= Kinnim =

Tractate of the Talmud and the Mishnah

Kinnim (Hebrew: קינים) is a tractate in the order of Kodshim in the Mishna. The name, meaning "nests", refers to the tractate's subject matter of errors in bird-offerings. It is the last tractate in the order, because of its shortness (3 chapters) and because it deals with a very rare and unusual area of Jewish law.

The premise of the tractate is the obligatory bird-offering that has to be brought by certain people (for instance Nazirites at the completion of their vow and women after childbirth). The offering consists of a pair of birds, one for a sin-offering and the other for a peace-offering. A common practice was to purchase a cage with two birds, without designating which one was for which type of sacrifice. The Kohen would then allocate a sacrifice to a bird. However, the complication is that a cage (consisting of a pair of birds) cannot have both birds offered as one type of sacrifice. The result is that if birds become mixed up (whether completely or a number of birds flies from one group to another), certain birds are disqualified from being offered. It is the laws of these complications that form the subject of tractate Kinnim.

The tractate consists of three chapters:
- Chapter 1 deals largely with cases where birds flew into a designated group or where different groups of birds became totally mixed up.
- Chapter 2 considers the group from which a bird flew away, as well as multiple mixups
- Chapter 3 considers which sacrifices are counted if the Kohen did offer certain birds, without consulting the laws of chapters 1 and 2.

There is no Gemara on Kinnim in either the Talmud Bavli or the Talmud Yerushalmi. However, the Mishnayot of the tractate are included in the Daf Yomi cycle, and are printed in the standard editions of the Talmud. A traditional explanation for this has been that the addition of the tractate enabled all the tractates of Kodshim to be studied in the Daf Yomi cycle. In the standard edition, Kinnim is located in a volume which contains Meilah, Kinnim, Tamid and Midot. It occupies folios 22a-25a.

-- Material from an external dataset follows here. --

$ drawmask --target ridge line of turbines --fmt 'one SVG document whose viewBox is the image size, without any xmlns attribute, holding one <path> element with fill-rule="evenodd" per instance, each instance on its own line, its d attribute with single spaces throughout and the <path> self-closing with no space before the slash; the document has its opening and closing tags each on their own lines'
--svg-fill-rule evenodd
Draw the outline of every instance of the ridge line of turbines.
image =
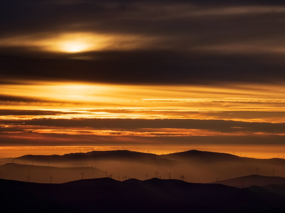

Kinnim is considered to be one of the most difficult tractates in the whole Talmud, largely because the mishnayot involve rather elaborate counting methods and practices. These resemble certain forms of counting found in discrete mathematics and, appropriately, make use of the pigeonhole principle. Furthermore, the form of expression in Kinnim is particularly terse, even for the Mishna. This has resulted in a number of commentaries, many of them having very different explanations of the whole tractate. However, it is only the last few mishnayot of the last chapter that have caused the most difficulties.